Wine merchant Berry Brothers & Rudd, says that the economic malaise hit wine prices in late 2008 – notably those of the top 2005s but that the fine wine market was back to full strength throughout 2009 and 2010: "Demand for the top wines… is as strong, if not stronger, that it was during the boom of 2005 – 2007. To put this in perspective, 2005 Château Lafite-Rothschild was released en-primeur in June 2006 at £3,760 per case in bond. By the summer of 2008 it was fetching just under £10,000 per case in bond. In November 2008 brave buyers could buy the same wine at just under £6,000 per case in bond. The wine was trading in January 2011 for more than £12,500 per case."
The key advantage of wine investment is that supply is limited. The famous chateaux only make a limited number. There is also growth in underlying demand. The Chinese have developed a taste for, among other luxury items, Bordeaux wine, which has supported prices.
Recent performance has been weaker and there is no doubt that a slower economic climate will hurt prices, whatever the quality of next year's crop. However, if it doesn't work out as an investment, at least it can be drunk.
Fine art has a similar appeal to wine. If it doesn't make any money, at least it may look pretty on a wall. However, the sector is not without its critics: "art is not an easily sold asset but it is also touted as another area for nervous investors: "The idea of contemporary art as a safe haven is a joke," said the entrepreneur Luke Johnson. "It is particularly illiquid, transaction costs are enormous, there is clearly no income and capital growth prospects are at best uncertain.""
However, the idea of buying a painting of a modern day Van Gogh and then selling it years later for millions is seductive. Many art dealers and experienced investors fail to do so, but that is not to say there isn't money to be made. There are plenty of advisers and one fund in this area has a respectable track record.
This piece suggests ways in which investors may participate directly in modern art. The MA shows from the major art schools are there for those who believe they have an eye for the next Damien Hirst.
Timber lacks the glamour of modern art or wine, but has proved a strong, non-correlated investment in recent years. This piece outlines the trajectory of timber investment: "The Savills UPM Tilhill report says that UK timber prices have been supported by the exchange rate, with the pound's fall in value attracting overseas buyers.
"The report says: ‘Over the last year we have seen timber prices rise on the back of strong demand for home grown timber. The strength of this demand is impressive and is at levels not seen for more than a decade. A weak pound has a lot to do with this rise; it makes imports expensive, exports valuable and home grown timber good value.'
"The rise of green energy projects has also helped, with wind turbines, solar panels and hydro-electric schemes providing an alternative use for land and pushing values up."
The indices provided by the Forestry Commission show that various parts of the timber market were up as much as 16% in real terms in the year to end September 2011. Its longer-term performance may not be correlated to equity or bond markets, but will depend on the factors mentioned above continuing. It should also be said that some of the discounts on forestry investment trusts widened out considerably during the downturn on liquidity worries.

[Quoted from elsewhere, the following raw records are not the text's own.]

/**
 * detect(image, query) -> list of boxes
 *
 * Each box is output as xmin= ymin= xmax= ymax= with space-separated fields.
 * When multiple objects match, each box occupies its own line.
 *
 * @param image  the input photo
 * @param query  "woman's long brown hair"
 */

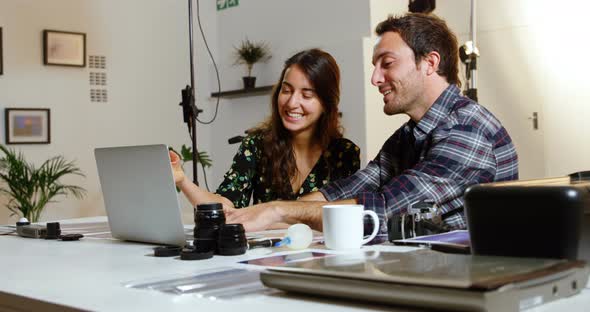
xmin=249 ymin=49 xmax=342 ymax=199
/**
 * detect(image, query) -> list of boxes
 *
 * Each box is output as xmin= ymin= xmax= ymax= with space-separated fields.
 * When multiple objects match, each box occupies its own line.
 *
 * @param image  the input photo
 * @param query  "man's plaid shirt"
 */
xmin=320 ymin=85 xmax=518 ymax=233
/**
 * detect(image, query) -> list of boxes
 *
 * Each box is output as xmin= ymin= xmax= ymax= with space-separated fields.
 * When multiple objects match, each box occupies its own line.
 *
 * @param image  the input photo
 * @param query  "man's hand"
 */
xmin=168 ymin=151 xmax=186 ymax=186
xmin=224 ymin=202 xmax=282 ymax=232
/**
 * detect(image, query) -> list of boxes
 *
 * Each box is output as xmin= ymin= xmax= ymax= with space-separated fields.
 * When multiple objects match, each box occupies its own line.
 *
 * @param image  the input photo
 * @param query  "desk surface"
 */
xmin=0 ymin=219 xmax=590 ymax=312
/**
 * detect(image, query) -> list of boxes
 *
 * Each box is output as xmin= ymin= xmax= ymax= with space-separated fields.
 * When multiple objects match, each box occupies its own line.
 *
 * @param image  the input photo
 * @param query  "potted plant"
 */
xmin=234 ymin=38 xmax=271 ymax=89
xmin=168 ymin=144 xmax=213 ymax=192
xmin=0 ymin=145 xmax=86 ymax=222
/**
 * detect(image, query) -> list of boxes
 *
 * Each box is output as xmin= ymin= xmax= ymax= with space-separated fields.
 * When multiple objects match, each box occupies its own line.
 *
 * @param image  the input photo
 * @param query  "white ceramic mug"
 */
xmin=322 ymin=205 xmax=379 ymax=250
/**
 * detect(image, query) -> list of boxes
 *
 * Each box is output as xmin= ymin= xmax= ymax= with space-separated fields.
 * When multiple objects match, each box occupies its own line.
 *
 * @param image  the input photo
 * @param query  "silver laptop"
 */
xmin=94 ymin=144 xmax=186 ymax=246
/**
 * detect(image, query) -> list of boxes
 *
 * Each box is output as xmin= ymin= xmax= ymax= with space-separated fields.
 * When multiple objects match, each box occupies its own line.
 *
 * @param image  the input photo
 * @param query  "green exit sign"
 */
xmin=217 ymin=0 xmax=240 ymax=11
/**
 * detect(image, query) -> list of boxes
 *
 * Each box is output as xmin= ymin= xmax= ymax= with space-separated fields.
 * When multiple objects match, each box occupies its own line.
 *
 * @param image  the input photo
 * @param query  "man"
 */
xmin=227 ymin=14 xmax=518 ymax=233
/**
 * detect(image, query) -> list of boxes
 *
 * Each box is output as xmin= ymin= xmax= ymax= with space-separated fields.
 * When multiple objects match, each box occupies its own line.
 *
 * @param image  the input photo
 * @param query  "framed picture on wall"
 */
xmin=43 ymin=30 xmax=86 ymax=67
xmin=0 ymin=27 xmax=4 ymax=75
xmin=4 ymin=108 xmax=51 ymax=144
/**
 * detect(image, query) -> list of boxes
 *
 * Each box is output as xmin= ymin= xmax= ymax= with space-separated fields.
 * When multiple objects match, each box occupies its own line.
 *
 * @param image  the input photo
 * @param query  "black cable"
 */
xmin=196 ymin=0 xmax=221 ymax=125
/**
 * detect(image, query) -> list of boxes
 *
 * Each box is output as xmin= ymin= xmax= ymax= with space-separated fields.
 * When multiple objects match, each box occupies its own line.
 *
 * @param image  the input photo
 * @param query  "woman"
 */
xmin=170 ymin=49 xmax=360 ymax=210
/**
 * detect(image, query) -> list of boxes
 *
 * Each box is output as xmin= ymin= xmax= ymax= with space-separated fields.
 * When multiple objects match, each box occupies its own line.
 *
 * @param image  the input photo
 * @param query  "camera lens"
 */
xmin=194 ymin=203 xmax=225 ymax=252
xmin=217 ymin=224 xmax=248 ymax=256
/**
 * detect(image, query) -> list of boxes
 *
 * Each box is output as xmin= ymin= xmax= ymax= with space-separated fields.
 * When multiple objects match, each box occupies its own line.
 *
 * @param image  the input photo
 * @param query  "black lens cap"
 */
xmin=180 ymin=247 xmax=214 ymax=260
xmin=197 ymin=203 xmax=223 ymax=211
xmin=154 ymin=246 xmax=182 ymax=257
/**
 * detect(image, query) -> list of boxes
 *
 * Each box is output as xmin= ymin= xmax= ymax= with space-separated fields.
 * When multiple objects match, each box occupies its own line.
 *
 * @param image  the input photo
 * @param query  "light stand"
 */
xmin=179 ymin=0 xmax=203 ymax=185
xmin=459 ymin=0 xmax=479 ymax=102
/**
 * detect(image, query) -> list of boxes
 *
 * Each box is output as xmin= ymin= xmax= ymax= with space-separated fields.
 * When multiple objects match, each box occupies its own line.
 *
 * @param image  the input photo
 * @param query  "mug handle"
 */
xmin=361 ymin=210 xmax=379 ymax=245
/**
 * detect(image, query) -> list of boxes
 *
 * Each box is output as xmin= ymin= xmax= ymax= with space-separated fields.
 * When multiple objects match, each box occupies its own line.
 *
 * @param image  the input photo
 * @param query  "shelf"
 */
xmin=211 ymin=86 xmax=274 ymax=98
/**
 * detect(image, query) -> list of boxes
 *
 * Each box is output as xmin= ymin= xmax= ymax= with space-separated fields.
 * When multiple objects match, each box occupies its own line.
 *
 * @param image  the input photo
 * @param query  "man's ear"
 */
xmin=423 ymin=51 xmax=440 ymax=75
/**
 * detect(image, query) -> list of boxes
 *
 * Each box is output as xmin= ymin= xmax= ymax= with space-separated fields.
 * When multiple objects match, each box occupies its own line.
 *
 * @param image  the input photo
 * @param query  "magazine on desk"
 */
xmin=261 ymin=249 xmax=590 ymax=311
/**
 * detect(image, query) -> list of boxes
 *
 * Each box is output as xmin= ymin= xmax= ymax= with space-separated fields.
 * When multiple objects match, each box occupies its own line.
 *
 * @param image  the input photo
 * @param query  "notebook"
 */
xmin=260 ymin=249 xmax=590 ymax=311
xmin=94 ymin=144 xmax=186 ymax=246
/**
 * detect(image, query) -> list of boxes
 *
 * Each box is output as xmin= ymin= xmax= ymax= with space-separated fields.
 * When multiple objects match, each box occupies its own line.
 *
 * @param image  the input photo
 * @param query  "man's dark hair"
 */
xmin=375 ymin=13 xmax=461 ymax=86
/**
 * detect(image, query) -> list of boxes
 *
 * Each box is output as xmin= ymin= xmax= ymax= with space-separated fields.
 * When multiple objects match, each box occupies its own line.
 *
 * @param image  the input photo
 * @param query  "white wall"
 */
xmin=0 ymin=0 xmax=199 ymax=223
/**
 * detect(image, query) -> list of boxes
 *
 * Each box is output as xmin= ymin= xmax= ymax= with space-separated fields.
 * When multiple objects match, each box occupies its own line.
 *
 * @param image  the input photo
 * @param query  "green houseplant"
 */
xmin=168 ymin=144 xmax=213 ymax=192
xmin=234 ymin=38 xmax=271 ymax=89
xmin=0 ymin=145 xmax=86 ymax=222
xmin=168 ymin=144 xmax=213 ymax=168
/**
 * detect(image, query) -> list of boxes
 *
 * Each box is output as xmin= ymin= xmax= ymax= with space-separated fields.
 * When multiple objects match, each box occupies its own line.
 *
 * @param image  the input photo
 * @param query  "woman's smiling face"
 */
xmin=277 ymin=65 xmax=324 ymax=135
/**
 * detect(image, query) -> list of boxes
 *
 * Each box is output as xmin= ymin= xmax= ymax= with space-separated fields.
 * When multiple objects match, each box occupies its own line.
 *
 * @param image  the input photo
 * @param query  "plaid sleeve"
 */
xmin=356 ymin=125 xmax=496 ymax=231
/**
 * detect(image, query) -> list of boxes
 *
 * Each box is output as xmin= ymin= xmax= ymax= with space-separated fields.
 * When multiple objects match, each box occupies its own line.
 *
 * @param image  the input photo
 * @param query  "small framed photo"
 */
xmin=4 ymin=108 xmax=51 ymax=144
xmin=43 ymin=30 xmax=86 ymax=67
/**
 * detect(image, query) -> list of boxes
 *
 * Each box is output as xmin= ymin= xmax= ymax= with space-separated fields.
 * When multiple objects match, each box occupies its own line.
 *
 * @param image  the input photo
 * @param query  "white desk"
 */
xmin=0 ymin=217 xmax=590 ymax=312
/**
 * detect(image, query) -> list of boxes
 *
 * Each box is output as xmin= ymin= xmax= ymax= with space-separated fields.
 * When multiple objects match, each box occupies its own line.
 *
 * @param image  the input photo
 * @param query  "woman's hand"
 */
xmin=168 ymin=151 xmax=186 ymax=186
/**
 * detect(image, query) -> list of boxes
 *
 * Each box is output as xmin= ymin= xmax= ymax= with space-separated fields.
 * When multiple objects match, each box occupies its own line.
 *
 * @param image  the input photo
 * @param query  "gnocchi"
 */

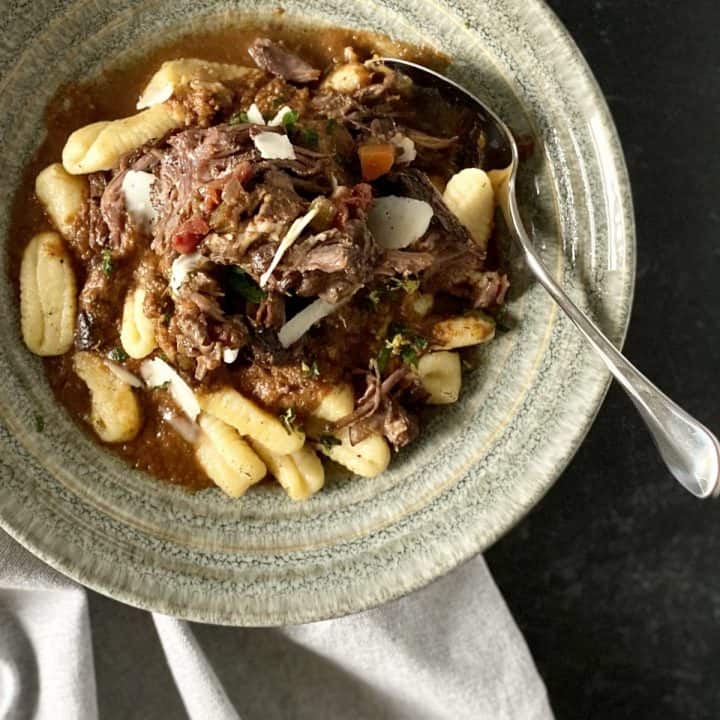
xmin=431 ymin=310 xmax=495 ymax=350
xmin=443 ymin=168 xmax=495 ymax=250
xmin=20 ymin=232 xmax=77 ymax=356
xmin=417 ymin=351 xmax=462 ymax=405
xmin=62 ymin=103 xmax=185 ymax=175
xmin=73 ymin=352 xmax=142 ymax=443
xmin=120 ymin=287 xmax=156 ymax=360
xmin=198 ymin=388 xmax=305 ymax=455
xmin=195 ymin=413 xmax=267 ymax=497
xmin=137 ymin=58 xmax=257 ymax=110
xmin=322 ymin=62 xmax=371 ymax=95
xmin=35 ymin=163 xmax=88 ymax=238
xmin=251 ymin=440 xmax=325 ymax=500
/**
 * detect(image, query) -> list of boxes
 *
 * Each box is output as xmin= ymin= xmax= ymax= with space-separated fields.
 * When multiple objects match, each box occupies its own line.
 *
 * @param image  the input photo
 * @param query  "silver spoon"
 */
xmin=380 ymin=58 xmax=720 ymax=498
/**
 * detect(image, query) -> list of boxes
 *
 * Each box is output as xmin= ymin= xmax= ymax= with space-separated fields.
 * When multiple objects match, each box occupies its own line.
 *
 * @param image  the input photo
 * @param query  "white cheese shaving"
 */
xmin=170 ymin=252 xmax=207 ymax=293
xmin=105 ymin=358 xmax=144 ymax=387
xmin=278 ymin=298 xmax=342 ymax=348
xmin=268 ymin=105 xmax=293 ymax=127
xmin=223 ymin=348 xmax=240 ymax=365
xmin=390 ymin=133 xmax=417 ymax=165
xmin=367 ymin=195 xmax=433 ymax=250
xmin=246 ymin=103 xmax=265 ymax=125
xmin=140 ymin=358 xmax=200 ymax=421
xmin=260 ymin=207 xmax=320 ymax=287
xmin=121 ymin=170 xmax=155 ymax=230
xmin=253 ymin=132 xmax=296 ymax=160
xmin=162 ymin=410 xmax=200 ymax=445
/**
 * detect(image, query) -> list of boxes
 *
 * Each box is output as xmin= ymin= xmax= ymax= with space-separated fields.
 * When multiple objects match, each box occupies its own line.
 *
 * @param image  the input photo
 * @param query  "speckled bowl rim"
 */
xmin=0 ymin=0 xmax=636 ymax=625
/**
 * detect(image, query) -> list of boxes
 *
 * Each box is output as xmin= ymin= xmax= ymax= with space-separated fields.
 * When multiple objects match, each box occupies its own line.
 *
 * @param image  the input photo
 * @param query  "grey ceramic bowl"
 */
xmin=0 ymin=0 xmax=635 ymax=625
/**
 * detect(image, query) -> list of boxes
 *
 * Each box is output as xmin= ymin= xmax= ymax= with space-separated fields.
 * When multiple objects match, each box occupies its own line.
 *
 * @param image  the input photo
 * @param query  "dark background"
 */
xmin=487 ymin=0 xmax=720 ymax=720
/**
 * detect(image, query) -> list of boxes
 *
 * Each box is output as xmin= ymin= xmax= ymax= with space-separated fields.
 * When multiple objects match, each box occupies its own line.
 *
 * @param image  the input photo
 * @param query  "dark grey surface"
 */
xmin=487 ymin=0 xmax=720 ymax=720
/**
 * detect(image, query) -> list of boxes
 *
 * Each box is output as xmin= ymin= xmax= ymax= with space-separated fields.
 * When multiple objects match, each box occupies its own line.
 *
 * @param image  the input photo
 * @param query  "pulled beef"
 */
xmin=388 ymin=169 xmax=509 ymax=308
xmin=68 ymin=172 xmax=109 ymax=262
xmin=271 ymin=220 xmax=380 ymax=303
xmin=248 ymin=38 xmax=320 ymax=84
xmin=334 ymin=363 xmax=419 ymax=449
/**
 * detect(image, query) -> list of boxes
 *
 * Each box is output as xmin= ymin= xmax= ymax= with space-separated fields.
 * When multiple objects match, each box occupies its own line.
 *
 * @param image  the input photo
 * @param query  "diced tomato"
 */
xmin=172 ymin=216 xmax=210 ymax=255
xmin=358 ymin=143 xmax=395 ymax=181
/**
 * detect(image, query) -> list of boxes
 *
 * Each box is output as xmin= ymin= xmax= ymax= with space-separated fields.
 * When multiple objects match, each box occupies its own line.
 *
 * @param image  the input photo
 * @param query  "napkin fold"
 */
xmin=0 ymin=531 xmax=553 ymax=720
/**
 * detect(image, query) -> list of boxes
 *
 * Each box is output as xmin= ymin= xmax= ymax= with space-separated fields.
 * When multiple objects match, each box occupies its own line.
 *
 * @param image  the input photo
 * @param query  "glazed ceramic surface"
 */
xmin=0 ymin=0 xmax=635 ymax=625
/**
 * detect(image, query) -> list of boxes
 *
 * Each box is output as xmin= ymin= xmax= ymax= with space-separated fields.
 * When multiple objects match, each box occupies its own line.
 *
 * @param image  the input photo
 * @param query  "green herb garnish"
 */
xmin=377 ymin=323 xmax=428 ymax=374
xmin=225 ymin=265 xmax=267 ymax=304
xmin=278 ymin=408 xmax=297 ymax=435
xmin=300 ymin=360 xmax=320 ymax=378
xmin=368 ymin=289 xmax=382 ymax=307
xmin=228 ymin=110 xmax=249 ymax=125
xmin=108 ymin=347 xmax=129 ymax=362
xmin=303 ymin=128 xmax=320 ymax=147
xmin=100 ymin=249 xmax=115 ymax=275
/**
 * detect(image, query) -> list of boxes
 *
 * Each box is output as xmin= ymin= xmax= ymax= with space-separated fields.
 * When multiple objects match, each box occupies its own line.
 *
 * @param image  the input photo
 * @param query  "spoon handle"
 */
xmin=501 ymin=190 xmax=720 ymax=498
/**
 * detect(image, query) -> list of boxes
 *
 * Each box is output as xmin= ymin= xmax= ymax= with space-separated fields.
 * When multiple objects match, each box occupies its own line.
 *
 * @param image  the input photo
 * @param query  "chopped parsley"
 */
xmin=228 ymin=110 xmax=249 ymax=125
xmin=377 ymin=323 xmax=428 ymax=373
xmin=224 ymin=265 xmax=267 ymax=304
xmin=300 ymin=360 xmax=320 ymax=378
xmin=108 ymin=347 xmax=129 ymax=362
xmin=368 ymin=289 xmax=383 ymax=307
xmin=283 ymin=110 xmax=300 ymax=128
xmin=100 ymin=249 xmax=115 ymax=275
xmin=278 ymin=408 xmax=297 ymax=435
xmin=318 ymin=433 xmax=342 ymax=450
xmin=303 ymin=128 xmax=320 ymax=148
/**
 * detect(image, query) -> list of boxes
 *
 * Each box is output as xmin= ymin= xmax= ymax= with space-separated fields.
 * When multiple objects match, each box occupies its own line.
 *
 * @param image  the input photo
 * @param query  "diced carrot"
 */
xmin=358 ymin=143 xmax=395 ymax=181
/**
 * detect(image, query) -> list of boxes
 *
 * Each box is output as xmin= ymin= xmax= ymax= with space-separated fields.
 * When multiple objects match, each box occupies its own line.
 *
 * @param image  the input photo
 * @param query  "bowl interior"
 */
xmin=0 ymin=0 xmax=634 ymax=625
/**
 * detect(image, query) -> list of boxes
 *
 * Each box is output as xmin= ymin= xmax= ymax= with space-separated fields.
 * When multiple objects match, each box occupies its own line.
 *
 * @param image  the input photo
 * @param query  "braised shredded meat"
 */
xmin=26 ymin=32 xmax=509 ymax=496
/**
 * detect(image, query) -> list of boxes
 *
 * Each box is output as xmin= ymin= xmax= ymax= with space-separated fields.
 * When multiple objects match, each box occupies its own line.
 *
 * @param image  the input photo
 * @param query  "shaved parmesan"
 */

Agriculture – Investing in land
Agriculture has been billed as a potential long-term investment success story. This sums up the investment case: "Extreme drought and unprecedented heat in the US farm belt, the eurozone debt crisis and political unrest throughout the Middle East – the threats to and concerns over world food supplies are everpresent. Political and natural disasters have driven agricultural commodity prices to record highs. But many experts predict longer-term rises as food production will need to increase by 70% in order to feed the world's population of 9 billion people by 2050.
"Clive Hopkins from real estate agent Knight Frank told CNBC : "During the recession, land has been pretty stable and resilient compared to other markets. We think the capital value of land will increase considerably in the short to medium period."
There are certain tax advantages in the UK of investing in land. It can be a means for high net worth individuals to avoid inheritance tax. But agricultural prices are vulnerable to the caprices of the weather. It may be uncorrelated to bond and equity markets, but that does not mean it is without risk. Investors can leave investment to the experts and there are a number of agricultural specialist funds.
Alternative investment may be more interesting, but there are relatively few undiscovered investment opportunities. If investors really want to go alternative in 2012, they may be better off simply buying something they like and then any increase in price would just be a happy accident.